More comment by OG. The original value of N or Standard Penetration Test considered the way the value was obtained. A spinning cat-head (capstan) with one wrap of a rope hauled up a 140 pound weight and dropped it 30 inches, with number of blows in 12 inches of penetration counted. More modern methods are more efficient and so the blow count is lower than by the original method. Most of the formulas from some years back were based on the original methods. Depending on how the method was done, you may or may not need the correction.
A quick search for bearing capacity methods and formulas assuming a given degree of settlement of a footing was made on Google and some 21 different papers are discussed by this very complete summary of the subject. Some of them are shown in SY's ist above.

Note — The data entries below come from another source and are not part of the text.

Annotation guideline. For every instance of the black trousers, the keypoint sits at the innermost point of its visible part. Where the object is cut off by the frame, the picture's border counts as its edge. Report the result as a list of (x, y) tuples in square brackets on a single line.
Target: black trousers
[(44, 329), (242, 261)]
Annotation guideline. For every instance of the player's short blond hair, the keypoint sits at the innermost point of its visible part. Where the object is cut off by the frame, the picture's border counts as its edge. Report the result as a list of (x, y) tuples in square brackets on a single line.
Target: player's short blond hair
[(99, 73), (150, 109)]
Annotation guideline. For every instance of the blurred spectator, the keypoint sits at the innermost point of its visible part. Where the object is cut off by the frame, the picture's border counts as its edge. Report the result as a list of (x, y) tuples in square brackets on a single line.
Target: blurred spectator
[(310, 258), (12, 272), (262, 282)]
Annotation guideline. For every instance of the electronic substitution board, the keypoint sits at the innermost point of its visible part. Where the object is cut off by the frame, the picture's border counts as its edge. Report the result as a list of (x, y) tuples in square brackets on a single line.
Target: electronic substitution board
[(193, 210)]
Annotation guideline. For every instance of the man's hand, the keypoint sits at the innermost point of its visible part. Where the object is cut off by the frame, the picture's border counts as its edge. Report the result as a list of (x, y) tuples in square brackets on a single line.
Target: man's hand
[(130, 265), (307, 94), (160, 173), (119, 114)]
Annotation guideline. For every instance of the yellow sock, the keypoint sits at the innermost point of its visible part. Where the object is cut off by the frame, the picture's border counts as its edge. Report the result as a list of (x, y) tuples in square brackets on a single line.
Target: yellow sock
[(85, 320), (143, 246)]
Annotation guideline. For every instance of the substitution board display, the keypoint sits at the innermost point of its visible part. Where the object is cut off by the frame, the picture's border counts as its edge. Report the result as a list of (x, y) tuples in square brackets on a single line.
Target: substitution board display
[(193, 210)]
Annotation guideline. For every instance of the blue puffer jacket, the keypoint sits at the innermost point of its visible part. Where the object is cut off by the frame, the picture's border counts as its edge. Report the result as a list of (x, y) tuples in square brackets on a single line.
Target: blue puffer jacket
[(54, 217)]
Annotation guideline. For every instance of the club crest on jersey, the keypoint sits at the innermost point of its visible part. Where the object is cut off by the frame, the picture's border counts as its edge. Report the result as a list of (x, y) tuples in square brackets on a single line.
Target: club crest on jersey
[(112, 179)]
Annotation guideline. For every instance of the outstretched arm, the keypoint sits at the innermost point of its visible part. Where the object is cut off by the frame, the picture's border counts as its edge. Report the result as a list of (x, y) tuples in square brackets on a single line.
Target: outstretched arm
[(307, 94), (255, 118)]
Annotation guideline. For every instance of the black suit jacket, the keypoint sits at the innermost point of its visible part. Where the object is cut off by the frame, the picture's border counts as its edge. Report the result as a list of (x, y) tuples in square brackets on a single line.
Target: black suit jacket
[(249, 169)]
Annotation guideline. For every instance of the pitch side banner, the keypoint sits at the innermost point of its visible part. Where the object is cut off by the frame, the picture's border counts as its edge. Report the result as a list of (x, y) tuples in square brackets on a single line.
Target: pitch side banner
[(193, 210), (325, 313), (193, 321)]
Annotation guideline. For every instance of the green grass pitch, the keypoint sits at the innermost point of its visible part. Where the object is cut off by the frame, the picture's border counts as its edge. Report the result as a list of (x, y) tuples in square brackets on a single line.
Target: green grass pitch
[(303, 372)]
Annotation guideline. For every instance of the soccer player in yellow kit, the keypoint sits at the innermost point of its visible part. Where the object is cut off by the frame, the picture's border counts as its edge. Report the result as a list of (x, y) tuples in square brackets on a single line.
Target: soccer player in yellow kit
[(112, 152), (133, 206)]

I think one has to evaluate whether or not his footings are rectangular, near square or long when using any of these. I'd think most are for rectangular, in which case settlement is likely less than for the same width long footings. You don't just use that that width (B) in any such determination.
Finally, with several places where width is used in the formula, or other awkward use, likely it is necessary for you to develop a chart relating loads (column, or load per unit length) versus width of footing, with lines of equal settlement then plotted. The use of that chart by the footing design engineer then avoids them making any calculations using any of the many methods available. Where ever you can find that the method was used was field checked to see how well it works, then that might be more useful than blindly adopting any method. In the case of the Hough original charts, a study by California DOT with some of their jobs showed it was quite accurate, unless the water table was shallow, in which case it under-predictged settlement. From what I know, I don[t think one can automatically apply any of these to a mat or raft foundation. In that case get samples and get actual compression related data and run the calculations.
Don't forget to have grain size tests done for sand, because uniform graded sand N values are very misleadingly low.